This is a jolly interesting topic, for lots of reasons. My little 8 bit OS (implemented on a 6809) uses the following simple strategy for its dynamic memory allocator.
Memory blocks are in a single-linked list, with a 5 byte header: Next pointer, a Length value, and a Free boolean. The allocator is a simple "first-fit" (a new term for me, but I like it). Once a block is found that is big enough, it is split with the first half being the new allocated block and the second half being a new free block, if there is sufficient space. I've not tried to implement coalescing of free blocks, but it should be fairly straightforward.
I also wrote a routine to return memory stats: total memory, free memory, and the largest chunk of free memory. That routine ended up being nearly a complex as the malloc()!
I was surprised by how well my simple allocator works, this being the first one (in any language) that I've written. I guess "real" allocators are complex due to handling all the corner cases.

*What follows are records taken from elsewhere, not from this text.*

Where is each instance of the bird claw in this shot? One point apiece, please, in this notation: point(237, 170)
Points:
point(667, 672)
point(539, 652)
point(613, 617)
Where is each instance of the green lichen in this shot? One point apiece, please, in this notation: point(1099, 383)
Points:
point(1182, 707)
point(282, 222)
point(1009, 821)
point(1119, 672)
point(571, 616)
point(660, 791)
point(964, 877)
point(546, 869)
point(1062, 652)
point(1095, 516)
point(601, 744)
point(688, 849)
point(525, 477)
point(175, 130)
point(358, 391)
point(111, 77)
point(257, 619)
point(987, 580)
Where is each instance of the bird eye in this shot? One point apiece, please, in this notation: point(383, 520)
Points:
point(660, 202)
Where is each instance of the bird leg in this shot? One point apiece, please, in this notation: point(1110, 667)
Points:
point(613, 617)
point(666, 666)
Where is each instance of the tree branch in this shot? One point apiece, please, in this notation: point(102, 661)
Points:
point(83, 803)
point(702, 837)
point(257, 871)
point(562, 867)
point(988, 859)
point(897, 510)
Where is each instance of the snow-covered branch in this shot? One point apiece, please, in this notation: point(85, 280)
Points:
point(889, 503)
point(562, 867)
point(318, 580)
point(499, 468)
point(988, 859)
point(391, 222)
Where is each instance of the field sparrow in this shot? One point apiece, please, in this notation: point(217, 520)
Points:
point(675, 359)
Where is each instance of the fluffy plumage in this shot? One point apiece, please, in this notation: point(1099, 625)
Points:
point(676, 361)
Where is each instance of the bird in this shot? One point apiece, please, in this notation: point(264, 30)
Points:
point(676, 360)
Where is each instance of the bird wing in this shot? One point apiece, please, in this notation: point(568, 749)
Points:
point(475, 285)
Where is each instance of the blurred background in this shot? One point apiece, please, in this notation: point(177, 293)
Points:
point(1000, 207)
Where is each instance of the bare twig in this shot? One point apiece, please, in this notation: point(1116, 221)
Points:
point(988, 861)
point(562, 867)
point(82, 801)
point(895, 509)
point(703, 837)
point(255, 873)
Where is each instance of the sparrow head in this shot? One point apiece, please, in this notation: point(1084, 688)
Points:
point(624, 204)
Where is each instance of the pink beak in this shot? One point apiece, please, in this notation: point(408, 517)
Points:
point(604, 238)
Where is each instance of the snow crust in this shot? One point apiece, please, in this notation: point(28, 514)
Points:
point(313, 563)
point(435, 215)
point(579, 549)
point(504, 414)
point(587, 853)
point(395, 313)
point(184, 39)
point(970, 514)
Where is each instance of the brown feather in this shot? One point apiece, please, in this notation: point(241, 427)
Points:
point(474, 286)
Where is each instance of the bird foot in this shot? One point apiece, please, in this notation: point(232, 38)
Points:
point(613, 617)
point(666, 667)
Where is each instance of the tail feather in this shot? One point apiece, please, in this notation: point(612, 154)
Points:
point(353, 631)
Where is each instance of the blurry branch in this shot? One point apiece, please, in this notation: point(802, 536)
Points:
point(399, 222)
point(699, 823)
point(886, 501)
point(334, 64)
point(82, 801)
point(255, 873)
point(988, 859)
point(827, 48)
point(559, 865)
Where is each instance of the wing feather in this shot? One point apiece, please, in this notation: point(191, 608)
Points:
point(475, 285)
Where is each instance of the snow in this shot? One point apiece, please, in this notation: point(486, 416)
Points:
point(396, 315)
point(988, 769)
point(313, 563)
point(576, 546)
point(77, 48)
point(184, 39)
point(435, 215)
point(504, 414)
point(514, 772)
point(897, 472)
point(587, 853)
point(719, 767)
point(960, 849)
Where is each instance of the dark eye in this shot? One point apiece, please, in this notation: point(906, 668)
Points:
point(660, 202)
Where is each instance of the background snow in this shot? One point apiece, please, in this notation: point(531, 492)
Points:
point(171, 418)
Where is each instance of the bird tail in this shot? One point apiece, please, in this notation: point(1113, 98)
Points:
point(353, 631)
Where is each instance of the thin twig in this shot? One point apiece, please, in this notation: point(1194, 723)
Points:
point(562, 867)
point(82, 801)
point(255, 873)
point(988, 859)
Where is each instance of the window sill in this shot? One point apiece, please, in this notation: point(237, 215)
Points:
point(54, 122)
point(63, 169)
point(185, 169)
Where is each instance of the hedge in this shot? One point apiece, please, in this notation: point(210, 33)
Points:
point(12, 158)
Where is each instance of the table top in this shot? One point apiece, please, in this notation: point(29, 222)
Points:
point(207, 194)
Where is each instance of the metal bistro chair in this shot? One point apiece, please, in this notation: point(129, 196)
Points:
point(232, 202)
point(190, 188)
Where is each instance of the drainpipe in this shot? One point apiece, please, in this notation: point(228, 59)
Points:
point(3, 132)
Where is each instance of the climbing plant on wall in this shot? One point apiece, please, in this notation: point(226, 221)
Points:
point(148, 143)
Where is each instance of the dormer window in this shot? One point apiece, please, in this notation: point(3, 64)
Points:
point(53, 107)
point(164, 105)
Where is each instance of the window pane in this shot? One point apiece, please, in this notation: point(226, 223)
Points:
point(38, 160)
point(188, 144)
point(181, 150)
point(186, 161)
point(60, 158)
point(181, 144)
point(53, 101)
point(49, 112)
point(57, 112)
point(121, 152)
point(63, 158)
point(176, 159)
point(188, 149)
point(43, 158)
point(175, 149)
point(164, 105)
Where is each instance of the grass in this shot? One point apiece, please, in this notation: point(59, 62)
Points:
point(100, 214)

One thing I've wondered is wether the allocator would work better if the "second" half of an existing block was made the allocated block, with the front half being the free remainder? This way the list would find a free block at the start of the list.
So a 6502-related question. My allocator makes extensive use of the 16bit index registers in the 6809, with 16bit comparisons and arithmetic. Writing the code was fairly simple thanks mostly to the 16bit registers. Assuming the kind of allocator Arlet described was written for the 6502, where the 16bit ops would have to be hand-coded, how would it perform? How much harder would it be write?
If anyone is interested in my allocator:
https://github.com/aslak3/maxi09os/blob ... memory.asmI'm really interested in seeing others with similar functionality to my own, especially for the 6502 and 65816.